- Born: 8 September 1958 Marseille, France
- Area: Cartoonist
- Awards: Grand Prix de la ville d'Angoulême, 1995

= Philippe Vuillemin =

French cartoonist

Philippe Vuillemin (/fr/; born 1958) is a French cartoonist.

==Early years==
His father was inspector for music royalties organization Sacem who along with his son travelled around the country to collect fees. Vuillemin, between 11 and 15 years old, spent time away from his Marseilles birthplace in Corsica and Orléans. He subsequently recalled he "got horny for the first time at 13 years old over a story by Crumb.” At 18 he went to Paris, where he shaved his head and joined a punk rock band, while unloading trucks six hours a day.

==Comics==

Cover of album Raoul Teigneux contre les Druzes, 1988

Around 1977, Vuillemin began his work in the field of comics with short stories published in L'Écho des savanes, Hara-Kiri, and Charlie Mensuel. From his start, he was drawing in "bold and rough lines", similar to the style of Jean-Marc Reiser or even Jack Davis.
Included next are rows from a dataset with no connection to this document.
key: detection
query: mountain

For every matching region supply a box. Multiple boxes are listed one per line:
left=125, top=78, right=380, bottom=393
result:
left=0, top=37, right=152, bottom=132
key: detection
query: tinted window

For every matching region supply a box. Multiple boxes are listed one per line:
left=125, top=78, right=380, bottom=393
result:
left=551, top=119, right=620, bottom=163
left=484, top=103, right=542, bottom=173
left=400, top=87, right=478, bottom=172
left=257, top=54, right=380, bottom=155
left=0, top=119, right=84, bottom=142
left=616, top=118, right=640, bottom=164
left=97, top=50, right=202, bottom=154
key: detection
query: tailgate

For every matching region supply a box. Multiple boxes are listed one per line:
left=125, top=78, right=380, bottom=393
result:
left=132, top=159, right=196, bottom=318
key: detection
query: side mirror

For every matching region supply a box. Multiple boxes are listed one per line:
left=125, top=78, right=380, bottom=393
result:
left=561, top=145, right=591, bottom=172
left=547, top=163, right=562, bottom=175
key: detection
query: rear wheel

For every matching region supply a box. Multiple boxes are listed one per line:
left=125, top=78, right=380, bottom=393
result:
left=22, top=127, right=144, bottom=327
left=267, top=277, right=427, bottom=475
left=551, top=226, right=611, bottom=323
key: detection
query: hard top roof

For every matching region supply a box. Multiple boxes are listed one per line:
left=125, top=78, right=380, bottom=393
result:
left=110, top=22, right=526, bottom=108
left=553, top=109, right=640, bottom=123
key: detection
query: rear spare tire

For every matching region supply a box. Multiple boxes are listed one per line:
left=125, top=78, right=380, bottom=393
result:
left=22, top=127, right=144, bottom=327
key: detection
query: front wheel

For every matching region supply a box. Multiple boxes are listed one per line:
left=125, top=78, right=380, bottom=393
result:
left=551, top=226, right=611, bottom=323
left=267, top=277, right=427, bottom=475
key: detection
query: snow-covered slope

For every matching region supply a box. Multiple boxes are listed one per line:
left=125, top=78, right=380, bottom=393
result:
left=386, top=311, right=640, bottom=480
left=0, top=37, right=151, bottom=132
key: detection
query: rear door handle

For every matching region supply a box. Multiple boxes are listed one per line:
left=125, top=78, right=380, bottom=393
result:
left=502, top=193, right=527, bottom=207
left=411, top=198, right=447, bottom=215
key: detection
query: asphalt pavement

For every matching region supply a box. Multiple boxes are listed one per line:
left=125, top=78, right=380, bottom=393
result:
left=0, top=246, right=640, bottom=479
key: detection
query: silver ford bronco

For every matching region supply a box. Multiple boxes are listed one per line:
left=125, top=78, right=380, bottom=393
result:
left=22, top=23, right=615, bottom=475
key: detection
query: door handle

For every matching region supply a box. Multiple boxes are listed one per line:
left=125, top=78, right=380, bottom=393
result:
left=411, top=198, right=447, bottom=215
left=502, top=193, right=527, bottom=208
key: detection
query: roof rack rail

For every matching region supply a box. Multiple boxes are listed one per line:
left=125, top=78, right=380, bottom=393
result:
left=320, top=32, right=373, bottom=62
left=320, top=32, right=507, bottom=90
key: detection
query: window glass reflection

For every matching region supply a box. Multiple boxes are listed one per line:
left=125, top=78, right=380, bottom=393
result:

This being the opposite of the ligne claire ("clear line") of cartoonists such as Hergé, critics called it ligne crade ("filthy line"), a term Vuillemin characterized as bêta ("stupido").

In the 1980s, he worked for L'Hebdo of Switzerland, Zoulou magazine, and other publications.

In 1988, Vuillemin published the comic series Hitler = SS on a Jean-Marie Gourio scenario. Both artists were subsequently indicted for "complicity in racial injury" and tried at the 17th correctional tribunal of Paris. They were represented by high-profile criminal lawyer Thierry Lévy who'd previously defended members of terrorist group Action directe. The two defendants received a symbolic penalty of 1 franc but the work was banned in its serial version, while the integral, album version was prohibited to minors and not allowed to be exhibited anywhere.

In 1995, Vuillemin won the Grand Prix of the city of Angoulême, a decision that angered jury member Belgian cartoonist and Lucky Luke creator Morris who left the award ceremony in protest.

In 2015, he joined the satirical weekly Charlie Hebdo.

==Acting==
Vuillemin starred in René Féret's 1985 drama The Mystery of Alexina. He also acted in Claude Confortès' Paulette, la pauvre petite milliardaire (Paulette, the poor little millionairess), which featured other cartoonists as well, such as Gébé, Georges Pichard, Georges Wolinski, Siné, and Willem.